The researchers observed optic disc microvasculature dropout in 69 pre-perimetric glaucoma eyes (49.6%). Compared with eyes without optic disc microvasculature dropout, the ones with dropout had a significantly thinner RNFL in all areas except the nasal sector, worse VF MD and a focal lamina cribrosa defect and parapapillary deep-layer microvasculature dropout: male sex also was more highly prevalent (59.4% of those with dropout). A considerable number of eyes with optic disc microvasculature dropout lacked focal lamina cribrosa defect (62.3%) or parapapillary deep-layer microvasculature dropout (71.0%), while a few eyes without optic disc microvasculature dropout had focal lamina cribrosa defect (10.0%) or parapapillary deep-layer microvasculature dropout (2.9%).
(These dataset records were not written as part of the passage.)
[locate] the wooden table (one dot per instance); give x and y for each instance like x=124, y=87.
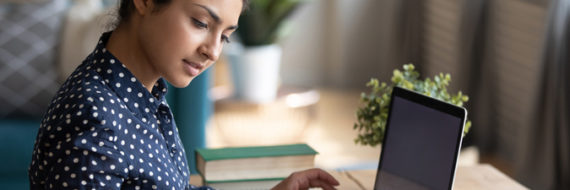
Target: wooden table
x=483, y=176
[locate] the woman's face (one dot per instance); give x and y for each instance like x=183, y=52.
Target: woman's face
x=185, y=37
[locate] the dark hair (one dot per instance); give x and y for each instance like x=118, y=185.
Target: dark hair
x=126, y=8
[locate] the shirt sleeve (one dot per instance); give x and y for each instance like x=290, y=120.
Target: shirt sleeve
x=88, y=158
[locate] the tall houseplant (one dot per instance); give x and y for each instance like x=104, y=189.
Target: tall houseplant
x=255, y=63
x=372, y=117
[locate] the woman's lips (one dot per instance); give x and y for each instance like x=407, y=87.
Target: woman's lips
x=192, y=68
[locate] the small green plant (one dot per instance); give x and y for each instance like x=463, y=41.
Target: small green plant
x=372, y=118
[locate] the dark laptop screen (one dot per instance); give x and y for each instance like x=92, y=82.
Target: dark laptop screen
x=419, y=150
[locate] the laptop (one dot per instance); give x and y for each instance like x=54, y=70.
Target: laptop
x=421, y=144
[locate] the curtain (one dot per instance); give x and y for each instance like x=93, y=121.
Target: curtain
x=546, y=162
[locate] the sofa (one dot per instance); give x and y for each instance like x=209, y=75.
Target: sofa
x=41, y=42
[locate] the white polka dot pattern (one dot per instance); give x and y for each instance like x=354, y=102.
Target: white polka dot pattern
x=104, y=130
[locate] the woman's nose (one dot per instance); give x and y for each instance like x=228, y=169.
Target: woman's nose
x=211, y=48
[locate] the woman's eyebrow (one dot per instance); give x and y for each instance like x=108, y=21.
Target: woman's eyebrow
x=214, y=15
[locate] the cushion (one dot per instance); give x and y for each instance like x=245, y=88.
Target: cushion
x=29, y=39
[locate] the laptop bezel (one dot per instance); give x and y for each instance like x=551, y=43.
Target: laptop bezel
x=433, y=103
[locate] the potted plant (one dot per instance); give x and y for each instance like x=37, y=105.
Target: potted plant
x=255, y=62
x=372, y=117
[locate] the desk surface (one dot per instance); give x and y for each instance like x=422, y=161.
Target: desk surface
x=482, y=176
x=476, y=177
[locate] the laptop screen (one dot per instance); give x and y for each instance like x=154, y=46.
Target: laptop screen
x=421, y=144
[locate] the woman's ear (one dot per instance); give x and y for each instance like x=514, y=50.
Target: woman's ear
x=143, y=7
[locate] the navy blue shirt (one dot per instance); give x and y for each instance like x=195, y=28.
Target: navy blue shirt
x=105, y=130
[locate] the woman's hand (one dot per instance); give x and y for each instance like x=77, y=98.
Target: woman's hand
x=306, y=179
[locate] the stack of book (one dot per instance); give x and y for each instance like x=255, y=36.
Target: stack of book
x=259, y=167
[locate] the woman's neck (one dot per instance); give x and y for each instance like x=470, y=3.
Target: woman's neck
x=124, y=45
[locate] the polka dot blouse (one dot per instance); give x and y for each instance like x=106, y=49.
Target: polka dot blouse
x=104, y=130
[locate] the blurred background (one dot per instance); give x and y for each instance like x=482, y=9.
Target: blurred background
x=509, y=56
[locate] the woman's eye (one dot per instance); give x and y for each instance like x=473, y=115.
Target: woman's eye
x=225, y=39
x=199, y=24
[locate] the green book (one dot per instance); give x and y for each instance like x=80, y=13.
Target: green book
x=255, y=163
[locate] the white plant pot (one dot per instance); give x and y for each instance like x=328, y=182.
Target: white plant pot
x=256, y=73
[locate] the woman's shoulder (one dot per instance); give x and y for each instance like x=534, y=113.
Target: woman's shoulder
x=85, y=95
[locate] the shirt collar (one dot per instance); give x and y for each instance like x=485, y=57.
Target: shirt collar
x=127, y=87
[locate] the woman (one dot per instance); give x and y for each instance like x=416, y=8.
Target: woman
x=109, y=127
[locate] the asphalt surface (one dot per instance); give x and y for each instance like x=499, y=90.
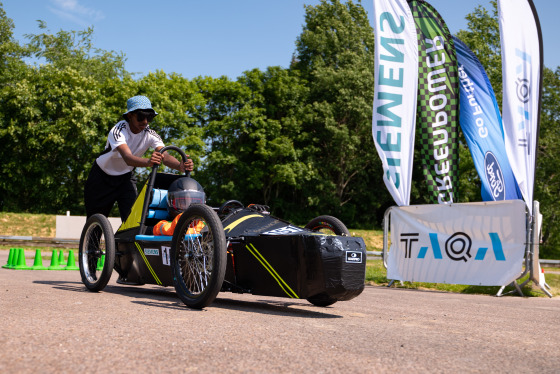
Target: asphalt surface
x=51, y=323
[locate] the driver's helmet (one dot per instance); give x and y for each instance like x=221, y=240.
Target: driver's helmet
x=182, y=193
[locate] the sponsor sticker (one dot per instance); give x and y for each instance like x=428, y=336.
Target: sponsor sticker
x=354, y=257
x=165, y=257
x=151, y=251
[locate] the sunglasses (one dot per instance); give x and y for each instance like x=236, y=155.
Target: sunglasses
x=141, y=116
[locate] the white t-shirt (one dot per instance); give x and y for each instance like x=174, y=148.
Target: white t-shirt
x=112, y=162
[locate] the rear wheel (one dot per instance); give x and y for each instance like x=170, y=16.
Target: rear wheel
x=198, y=256
x=97, y=240
x=327, y=225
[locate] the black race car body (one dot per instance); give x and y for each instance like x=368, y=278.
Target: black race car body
x=241, y=249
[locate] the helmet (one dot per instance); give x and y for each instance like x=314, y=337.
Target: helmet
x=182, y=193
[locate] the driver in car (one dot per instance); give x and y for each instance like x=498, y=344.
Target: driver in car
x=111, y=178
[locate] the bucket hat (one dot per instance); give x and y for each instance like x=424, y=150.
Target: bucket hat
x=138, y=102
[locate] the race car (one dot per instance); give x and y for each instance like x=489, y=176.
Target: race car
x=235, y=248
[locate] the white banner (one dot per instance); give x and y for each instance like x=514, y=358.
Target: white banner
x=471, y=243
x=396, y=83
x=521, y=77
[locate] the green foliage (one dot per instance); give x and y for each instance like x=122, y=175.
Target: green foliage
x=335, y=55
x=547, y=186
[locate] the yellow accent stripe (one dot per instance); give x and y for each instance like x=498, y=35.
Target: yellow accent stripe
x=232, y=225
x=148, y=264
x=272, y=272
x=135, y=215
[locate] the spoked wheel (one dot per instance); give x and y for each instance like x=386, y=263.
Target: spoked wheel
x=327, y=225
x=97, y=240
x=198, y=256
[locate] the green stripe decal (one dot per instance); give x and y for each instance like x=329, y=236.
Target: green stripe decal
x=272, y=272
x=148, y=264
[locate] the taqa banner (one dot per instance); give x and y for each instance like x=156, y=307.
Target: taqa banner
x=438, y=104
x=472, y=243
x=522, y=62
x=394, y=105
x=481, y=122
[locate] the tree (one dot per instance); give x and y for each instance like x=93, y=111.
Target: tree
x=335, y=55
x=547, y=186
x=249, y=127
x=51, y=119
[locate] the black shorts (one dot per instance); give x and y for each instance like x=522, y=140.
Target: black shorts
x=103, y=190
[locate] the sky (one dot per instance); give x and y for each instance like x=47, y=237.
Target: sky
x=216, y=37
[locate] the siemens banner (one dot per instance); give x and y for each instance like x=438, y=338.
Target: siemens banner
x=482, y=126
x=394, y=105
x=521, y=41
x=472, y=243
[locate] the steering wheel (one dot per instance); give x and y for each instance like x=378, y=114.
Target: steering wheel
x=228, y=207
x=150, y=186
x=180, y=151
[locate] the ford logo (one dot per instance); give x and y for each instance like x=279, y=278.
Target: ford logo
x=494, y=177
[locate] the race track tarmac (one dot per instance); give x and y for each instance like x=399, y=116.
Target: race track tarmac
x=51, y=324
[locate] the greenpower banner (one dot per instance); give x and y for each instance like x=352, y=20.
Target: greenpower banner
x=437, y=118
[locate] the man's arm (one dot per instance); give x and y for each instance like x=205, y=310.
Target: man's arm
x=132, y=160
x=173, y=163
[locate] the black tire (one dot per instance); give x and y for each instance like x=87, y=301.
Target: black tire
x=97, y=240
x=322, y=299
x=328, y=225
x=198, y=261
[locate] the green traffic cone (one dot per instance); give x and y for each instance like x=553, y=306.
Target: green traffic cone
x=21, y=265
x=10, y=263
x=38, y=263
x=61, y=259
x=71, y=265
x=54, y=262
x=100, y=263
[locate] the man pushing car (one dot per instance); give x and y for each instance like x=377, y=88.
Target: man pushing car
x=111, y=178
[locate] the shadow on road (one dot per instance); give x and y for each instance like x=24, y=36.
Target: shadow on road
x=161, y=298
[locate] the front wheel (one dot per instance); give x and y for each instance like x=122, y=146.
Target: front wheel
x=198, y=256
x=97, y=240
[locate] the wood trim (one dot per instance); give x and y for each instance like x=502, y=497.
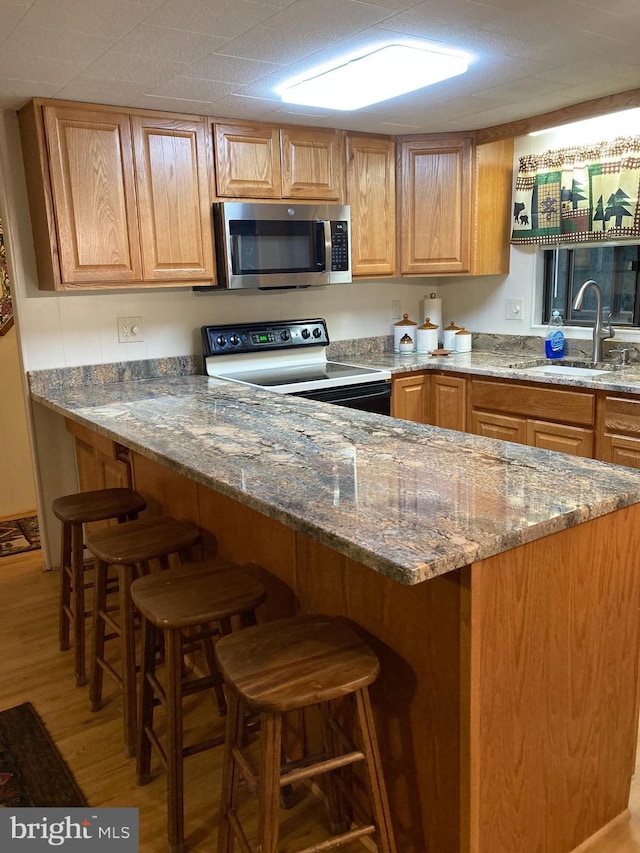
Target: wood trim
x=565, y=115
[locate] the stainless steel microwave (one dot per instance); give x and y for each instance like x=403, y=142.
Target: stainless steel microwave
x=284, y=244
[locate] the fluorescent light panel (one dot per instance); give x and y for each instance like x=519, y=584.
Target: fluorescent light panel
x=366, y=79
In a multivariable logistic regression analysis, male gender (odds ratio; OR: 3.96), worse VF MD (OR: 1.44), thinner global RNFL (OR: 1.13), higher prevalence of focal lamina cribrosa defect (OR: 3.71) and parapapillary deep-layer microvasculature dropout (OR: 7.85) were significantly associated with optic disc microvasculature dropout.

“These findings suggest that impaired optic disc circulation as reflected by optic disc microvasculature dropout may be a characteristic sign of early glaucoma without noticeable changes in VF, lamina cribrosa or parapapillary deep-layer circulation,” the researchers wrote in their paper. “A possible explanation for the discrepancy is that optic disc vasculature damage precedes lamina cribrosa and parapapillary choroidal circulation alteration in the early disease phase; such changes develop subsequently as glaucoma progresses.”

The team noted that longitudinal studies are needed to elucidate whether impaired deep optic nerve head circulation plays a causative role in the development and progression of glaucoma.